If you want to work on arrays there are better options than merge sort.

Answer 4

The default Mergesort uses the default Merge algorithm, so we have to look at this to understand why it is better in best case.

• In best case, the default merge algorithm requires only $m$ comparisons for merging two sorted sequences of sizes $m$ and $n$.
• In average case, the default merge algorithm requires $m+n - ((m/(n+1)) + (n/(m+1)))$ comparisons for merging two sorted sequences of sizes $m$ and $n$.
• In worst case, the default merge algorithm requires $m+n-1$ comparisons for merging two sorted sequences of sizes $m$ and $n$.

Additionally, in best case the runtime of the algorithm will be much faster because the CPU branch predictor will have nearly 100% accuracy in this case.

So, in best case with the default Mergesort we will only have improvements that come from the Merge routine.

When people say, Mergesort is much faster in best case, they often mean a Natural Mergesort variant like Powersort or Timsort. Those algorithms scan the input in a first step for already sorted parts (called runs). And then they merge these already sorted runs. Because of this, Natural Mergesorts are highly adapative and much faster in best case for data that is already sorted or nearly sorted.

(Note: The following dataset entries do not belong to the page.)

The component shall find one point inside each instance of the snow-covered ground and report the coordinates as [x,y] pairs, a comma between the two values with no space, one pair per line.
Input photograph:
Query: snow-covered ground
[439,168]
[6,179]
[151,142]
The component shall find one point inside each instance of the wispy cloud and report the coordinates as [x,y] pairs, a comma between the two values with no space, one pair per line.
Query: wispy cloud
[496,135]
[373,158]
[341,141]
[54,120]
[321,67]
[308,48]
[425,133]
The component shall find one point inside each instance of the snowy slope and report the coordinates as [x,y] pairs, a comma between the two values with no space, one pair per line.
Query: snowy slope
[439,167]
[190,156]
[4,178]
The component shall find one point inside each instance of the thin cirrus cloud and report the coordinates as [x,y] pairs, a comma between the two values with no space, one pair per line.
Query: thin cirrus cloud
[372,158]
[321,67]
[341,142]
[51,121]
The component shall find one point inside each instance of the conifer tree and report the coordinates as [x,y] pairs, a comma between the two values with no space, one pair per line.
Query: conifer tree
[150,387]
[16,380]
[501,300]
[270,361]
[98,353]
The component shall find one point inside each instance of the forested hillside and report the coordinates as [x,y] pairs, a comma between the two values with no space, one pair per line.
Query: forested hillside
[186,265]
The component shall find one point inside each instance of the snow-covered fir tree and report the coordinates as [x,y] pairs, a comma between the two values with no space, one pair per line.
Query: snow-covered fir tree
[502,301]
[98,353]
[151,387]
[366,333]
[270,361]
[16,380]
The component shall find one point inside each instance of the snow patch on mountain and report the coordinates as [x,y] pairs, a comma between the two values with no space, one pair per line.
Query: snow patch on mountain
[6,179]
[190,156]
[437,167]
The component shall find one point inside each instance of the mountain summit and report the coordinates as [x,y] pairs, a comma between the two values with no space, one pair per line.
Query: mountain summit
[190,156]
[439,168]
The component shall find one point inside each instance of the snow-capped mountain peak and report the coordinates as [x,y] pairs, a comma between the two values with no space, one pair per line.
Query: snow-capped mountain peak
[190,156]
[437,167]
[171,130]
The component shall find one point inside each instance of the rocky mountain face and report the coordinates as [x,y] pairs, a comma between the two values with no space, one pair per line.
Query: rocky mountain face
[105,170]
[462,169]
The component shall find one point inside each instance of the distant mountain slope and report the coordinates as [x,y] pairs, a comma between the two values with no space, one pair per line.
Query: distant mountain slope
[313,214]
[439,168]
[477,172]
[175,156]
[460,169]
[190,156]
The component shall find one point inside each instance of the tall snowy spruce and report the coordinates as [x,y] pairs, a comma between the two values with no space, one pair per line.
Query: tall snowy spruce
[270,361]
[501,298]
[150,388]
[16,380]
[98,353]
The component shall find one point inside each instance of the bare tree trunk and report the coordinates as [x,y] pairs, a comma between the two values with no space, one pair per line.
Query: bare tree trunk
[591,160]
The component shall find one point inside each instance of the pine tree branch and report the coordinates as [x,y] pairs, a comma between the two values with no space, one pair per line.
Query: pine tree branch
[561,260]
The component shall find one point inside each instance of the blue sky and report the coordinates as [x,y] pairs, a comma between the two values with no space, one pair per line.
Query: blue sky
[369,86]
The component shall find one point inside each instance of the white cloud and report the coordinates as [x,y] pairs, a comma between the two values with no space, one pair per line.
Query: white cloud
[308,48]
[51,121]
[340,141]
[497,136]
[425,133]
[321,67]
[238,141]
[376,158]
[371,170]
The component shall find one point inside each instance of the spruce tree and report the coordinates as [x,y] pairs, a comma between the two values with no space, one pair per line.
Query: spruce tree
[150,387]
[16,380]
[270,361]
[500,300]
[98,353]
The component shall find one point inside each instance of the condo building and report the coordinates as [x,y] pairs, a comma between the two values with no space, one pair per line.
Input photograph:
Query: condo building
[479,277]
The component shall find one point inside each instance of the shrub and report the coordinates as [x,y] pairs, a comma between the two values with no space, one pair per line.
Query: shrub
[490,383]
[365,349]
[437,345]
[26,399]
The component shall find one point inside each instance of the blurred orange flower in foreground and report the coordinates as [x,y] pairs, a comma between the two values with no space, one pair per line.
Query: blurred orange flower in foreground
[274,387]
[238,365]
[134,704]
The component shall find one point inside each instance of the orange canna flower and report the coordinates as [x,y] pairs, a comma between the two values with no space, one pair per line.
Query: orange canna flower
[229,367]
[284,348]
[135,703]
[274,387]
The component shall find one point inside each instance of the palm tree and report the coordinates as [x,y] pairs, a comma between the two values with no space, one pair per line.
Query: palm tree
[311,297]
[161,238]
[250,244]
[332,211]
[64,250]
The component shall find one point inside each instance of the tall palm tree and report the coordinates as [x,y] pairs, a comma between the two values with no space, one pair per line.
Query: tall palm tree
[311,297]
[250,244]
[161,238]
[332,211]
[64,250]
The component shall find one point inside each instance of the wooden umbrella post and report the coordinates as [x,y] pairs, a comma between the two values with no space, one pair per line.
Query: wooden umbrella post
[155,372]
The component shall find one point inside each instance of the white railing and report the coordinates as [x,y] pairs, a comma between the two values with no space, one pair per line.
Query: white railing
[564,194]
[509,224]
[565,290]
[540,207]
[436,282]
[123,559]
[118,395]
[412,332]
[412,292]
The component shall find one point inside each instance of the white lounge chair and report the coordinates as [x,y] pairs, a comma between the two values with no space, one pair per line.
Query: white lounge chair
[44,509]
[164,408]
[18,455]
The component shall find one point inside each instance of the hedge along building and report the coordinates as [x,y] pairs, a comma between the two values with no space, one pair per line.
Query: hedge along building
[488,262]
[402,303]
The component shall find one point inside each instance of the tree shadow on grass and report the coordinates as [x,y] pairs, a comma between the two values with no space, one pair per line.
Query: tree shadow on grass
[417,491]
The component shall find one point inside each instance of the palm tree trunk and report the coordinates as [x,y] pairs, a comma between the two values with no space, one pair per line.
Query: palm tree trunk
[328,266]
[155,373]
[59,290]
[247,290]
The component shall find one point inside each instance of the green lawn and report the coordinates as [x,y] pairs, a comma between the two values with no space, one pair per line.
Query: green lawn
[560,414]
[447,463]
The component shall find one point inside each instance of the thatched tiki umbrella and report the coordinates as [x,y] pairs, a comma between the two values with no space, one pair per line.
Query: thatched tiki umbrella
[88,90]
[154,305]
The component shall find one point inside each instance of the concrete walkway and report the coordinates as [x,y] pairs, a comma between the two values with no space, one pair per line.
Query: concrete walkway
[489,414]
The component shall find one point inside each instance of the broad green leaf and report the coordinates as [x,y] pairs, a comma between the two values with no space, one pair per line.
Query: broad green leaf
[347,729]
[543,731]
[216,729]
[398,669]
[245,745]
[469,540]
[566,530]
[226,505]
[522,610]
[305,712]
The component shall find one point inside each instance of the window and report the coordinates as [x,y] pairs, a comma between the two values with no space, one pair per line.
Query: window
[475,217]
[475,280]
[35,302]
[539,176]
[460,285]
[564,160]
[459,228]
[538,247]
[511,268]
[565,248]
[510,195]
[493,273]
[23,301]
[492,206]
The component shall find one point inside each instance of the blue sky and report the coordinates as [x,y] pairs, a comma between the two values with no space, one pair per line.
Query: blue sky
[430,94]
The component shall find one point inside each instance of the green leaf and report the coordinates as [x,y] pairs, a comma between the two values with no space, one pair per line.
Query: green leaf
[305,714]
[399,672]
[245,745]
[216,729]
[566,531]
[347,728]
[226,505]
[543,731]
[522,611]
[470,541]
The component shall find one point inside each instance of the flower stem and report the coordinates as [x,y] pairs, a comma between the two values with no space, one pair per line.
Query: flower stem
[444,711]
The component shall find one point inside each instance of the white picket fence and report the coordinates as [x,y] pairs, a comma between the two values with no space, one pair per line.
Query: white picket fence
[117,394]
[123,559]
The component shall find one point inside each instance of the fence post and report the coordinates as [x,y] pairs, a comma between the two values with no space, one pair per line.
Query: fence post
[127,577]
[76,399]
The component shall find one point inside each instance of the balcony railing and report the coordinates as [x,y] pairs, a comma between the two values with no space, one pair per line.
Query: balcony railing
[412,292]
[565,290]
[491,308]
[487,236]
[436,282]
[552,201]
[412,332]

But we can also get the default Mergesort to be very adaptive. But we would need to replace the merging routine here. The default merging routine is not adaptive and requires a Natural Mergesort for the adaptiveness. If we don't use a natural Mergesort, the merge routine becomes adpative by using a binary search. In worst case that will bring us $\approx 1.5$ times extra comparisons. This is the case, when the data is not sorted or completely random.